L'Europe veut autoriser le glyphosate pendant 10 ans
La Commission européenne a proposé mercredi de renouveler pour 10 ans l'utilisation de l'herbicide controversé et largement utilisé dans l'UE, le glyphosate, après qu'un rapport n'ait vu aucune raison de le bloquer.
Le glyphosate est l'un des désherbants les plus utilisés au monde, mais les critiques pointent du doigt des preuves selon lesquelles il pourrait provoquer le cancer et constituerait un risque pour la biodiversité.
Les 27 États membres de l'Union européenne discuteront de la proposition vendredi. Il doit être approuvé par une majorité pondérée des pays lors d'une réunion le 13 octobre.
Cette proposition intervient après que l'Autorité européenne de sécurité des aliments (EFSA) a déclaré en juillet qu'elle n'avait trouvé " aucun sujet de préoccupation critique " empêchant la réautorisation du glyphosate, déclenchant une réaction négative de la part des groupes environnementaux.
Les militants écologistes ont déclaré qu'il existait des preuves scientifiques selon lesquelles le glyphosate pouvait provoquer le cancer, empoisonner la vie aquatique et être mortel pour les principaux pollinisateurs comme les abeilles.
La précédente autorisation avait expiré en décembre 2022 mais a été prolongée d'un an dans l'attente d'une étude scientifique de l'herbicide.
La proposition autoriserait son utilisation jusqu'au 15 décembre 2033, soit le double de la précédente autorisation de cinq ans mais moins que la période de 15 ans initialement prévue.
L'autorisation peut être retirée si un développement justifie un changement de position.
Les défenseurs de l'environnement ont accusé l'UE de mettre en danger la santé des citoyens.
"Les intérêts de l'industrie prévalent clairement sur la santé et l'environnement", a déclaré Angeliki Lysimachou, responsable scientifique et politique du groupe écologiste PAN Europe.
Les membres du Parlement européen ont également critiqué ces projets.
"En détruisant la biodiversité, le glyphosate met en danger notre sécurité alimentaire à long terme. Cette proposition est irresponsable", a déclaré l'eurodéputé Vert Benoit Biteau.
Mais l'Agence européenne des produits chimiques a déclaré l'année dernière que les preuves scientifiques ne justifiaient pas la classification du glyphosate comme cancérigène.
La proposition de la commission indique que l'utilisation du glyphosate doit être accompagnée de " mesures d'atténuation des risques ".

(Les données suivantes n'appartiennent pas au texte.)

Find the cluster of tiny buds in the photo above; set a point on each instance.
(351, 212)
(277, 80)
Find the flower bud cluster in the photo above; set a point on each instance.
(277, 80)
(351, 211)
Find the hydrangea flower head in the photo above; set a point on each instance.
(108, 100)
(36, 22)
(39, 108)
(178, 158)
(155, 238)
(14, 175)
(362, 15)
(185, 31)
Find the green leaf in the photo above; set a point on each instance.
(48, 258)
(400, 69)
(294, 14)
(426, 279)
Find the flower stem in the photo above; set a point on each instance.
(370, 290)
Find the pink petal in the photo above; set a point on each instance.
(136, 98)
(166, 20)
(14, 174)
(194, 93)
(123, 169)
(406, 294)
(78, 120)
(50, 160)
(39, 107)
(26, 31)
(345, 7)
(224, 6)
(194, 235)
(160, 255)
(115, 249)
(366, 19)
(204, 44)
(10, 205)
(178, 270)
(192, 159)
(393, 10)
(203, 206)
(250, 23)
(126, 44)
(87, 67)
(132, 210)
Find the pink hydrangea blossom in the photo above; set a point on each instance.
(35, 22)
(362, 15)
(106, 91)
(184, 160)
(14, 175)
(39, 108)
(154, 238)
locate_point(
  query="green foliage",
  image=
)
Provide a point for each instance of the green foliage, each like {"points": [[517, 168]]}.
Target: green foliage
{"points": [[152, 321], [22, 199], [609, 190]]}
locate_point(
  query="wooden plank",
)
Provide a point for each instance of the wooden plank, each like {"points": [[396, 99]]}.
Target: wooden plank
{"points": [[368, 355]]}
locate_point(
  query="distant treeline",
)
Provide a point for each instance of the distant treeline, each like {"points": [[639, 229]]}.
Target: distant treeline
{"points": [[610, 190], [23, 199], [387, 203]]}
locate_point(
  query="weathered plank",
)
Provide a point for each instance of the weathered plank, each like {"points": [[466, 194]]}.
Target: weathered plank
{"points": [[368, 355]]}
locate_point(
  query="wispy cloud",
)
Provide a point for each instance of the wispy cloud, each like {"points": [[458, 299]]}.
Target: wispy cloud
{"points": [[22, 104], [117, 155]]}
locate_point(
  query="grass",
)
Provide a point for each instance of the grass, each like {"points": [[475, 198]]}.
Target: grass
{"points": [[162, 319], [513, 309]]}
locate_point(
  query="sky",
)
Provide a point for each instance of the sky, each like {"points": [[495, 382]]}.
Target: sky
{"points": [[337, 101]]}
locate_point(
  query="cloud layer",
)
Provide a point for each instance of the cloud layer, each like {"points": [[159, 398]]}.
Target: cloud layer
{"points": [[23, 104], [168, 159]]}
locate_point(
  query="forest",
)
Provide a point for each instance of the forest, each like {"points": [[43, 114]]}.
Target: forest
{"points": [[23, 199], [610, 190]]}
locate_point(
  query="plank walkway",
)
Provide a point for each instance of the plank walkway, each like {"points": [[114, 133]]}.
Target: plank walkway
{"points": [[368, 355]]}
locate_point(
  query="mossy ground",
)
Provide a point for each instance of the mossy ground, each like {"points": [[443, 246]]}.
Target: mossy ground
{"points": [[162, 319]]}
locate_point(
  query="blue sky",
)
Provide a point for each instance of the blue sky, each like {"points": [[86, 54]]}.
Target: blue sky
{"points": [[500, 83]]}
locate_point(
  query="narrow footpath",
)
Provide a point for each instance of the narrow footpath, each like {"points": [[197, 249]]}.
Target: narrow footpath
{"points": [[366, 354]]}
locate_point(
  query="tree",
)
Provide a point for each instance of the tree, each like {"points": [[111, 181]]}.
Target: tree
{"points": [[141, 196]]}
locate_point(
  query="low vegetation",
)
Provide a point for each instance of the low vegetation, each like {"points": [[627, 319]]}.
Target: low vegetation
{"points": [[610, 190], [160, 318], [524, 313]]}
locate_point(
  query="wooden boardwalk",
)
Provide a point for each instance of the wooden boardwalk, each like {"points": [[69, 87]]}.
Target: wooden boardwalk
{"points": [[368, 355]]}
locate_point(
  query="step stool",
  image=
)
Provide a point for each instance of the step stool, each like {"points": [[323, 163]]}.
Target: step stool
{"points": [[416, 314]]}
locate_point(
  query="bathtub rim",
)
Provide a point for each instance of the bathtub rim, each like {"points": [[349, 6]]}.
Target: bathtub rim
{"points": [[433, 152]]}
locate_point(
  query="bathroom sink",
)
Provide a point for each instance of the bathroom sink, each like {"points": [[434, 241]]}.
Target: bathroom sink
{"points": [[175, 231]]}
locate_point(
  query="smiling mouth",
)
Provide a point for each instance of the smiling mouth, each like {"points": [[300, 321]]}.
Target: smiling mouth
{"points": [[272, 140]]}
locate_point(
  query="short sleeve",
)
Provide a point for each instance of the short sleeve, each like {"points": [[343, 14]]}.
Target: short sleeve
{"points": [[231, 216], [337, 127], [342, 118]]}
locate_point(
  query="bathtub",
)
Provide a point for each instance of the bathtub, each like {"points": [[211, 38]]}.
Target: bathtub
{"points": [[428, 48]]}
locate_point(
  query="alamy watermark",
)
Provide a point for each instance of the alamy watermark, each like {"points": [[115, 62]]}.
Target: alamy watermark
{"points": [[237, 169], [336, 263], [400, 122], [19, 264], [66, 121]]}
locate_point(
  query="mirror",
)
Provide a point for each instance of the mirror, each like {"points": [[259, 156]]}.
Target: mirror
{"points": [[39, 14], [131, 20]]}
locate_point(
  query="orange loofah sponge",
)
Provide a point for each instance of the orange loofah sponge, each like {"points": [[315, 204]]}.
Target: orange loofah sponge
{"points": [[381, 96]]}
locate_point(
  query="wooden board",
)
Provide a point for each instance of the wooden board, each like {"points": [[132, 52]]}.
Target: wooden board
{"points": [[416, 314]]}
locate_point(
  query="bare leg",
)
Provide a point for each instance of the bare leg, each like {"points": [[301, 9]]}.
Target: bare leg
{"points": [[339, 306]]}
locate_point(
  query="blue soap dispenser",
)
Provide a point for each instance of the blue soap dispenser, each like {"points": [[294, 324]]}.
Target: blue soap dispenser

Par exemple, il doit y avoir une " bande tampon non pulvérisée " de cinq à 10 mètres (16 à 33 pieds) dans un champ et un équipement utilisé pour réduire considérablement la " dérive de pulvérisation ".
Le rapport de l'EFSA a noté qu'il y avait des lacunes dans les données dans certains domaines et "a identifié un risque élevé à long terme pour les mammifères" dans 12 des 23 utilisations proposées du glyphosate.
Pour résoudre ce problème, la commission a exhorté les États membres, chargés de délivrer les permis au niveau national et de fixer les conditions d'utilisation, à " accorder une attention particulière " aux effets sur l'environnement.
Les pays doivent " prêter attention " à l'impact sur les petits mammifères et déterminer s'il est " nécessaire " d'imposer des mesures d'atténuation comme la limitation du moment d'utilisation ou le débit de dose maximal.
Le texte interdit également désormais l'utilisation du glyphosate pour la dessiccation, c'est-à-dire le séchage d'une culture avant la récolte.
Pascal Canfin, président de la commission parlementaire de l'environnement, a critiqué l'absence de restrictions d'utilisation dans la proposition "inacceptable" qui n'est "pas conforme aux conclusions de l'EFSA".
Le Luxembourg avait interdit le glyphosate en 2020 avant que les tribunaux ne l'obligent à lever l'interdiction plus tôt cette année.
Cette proposition intervient alors que le Parlement et les États membres s'enlisent dans les négociations en faveur d'une loi imposant des objectifs contraignants de réduction des pesticides dans l'UE.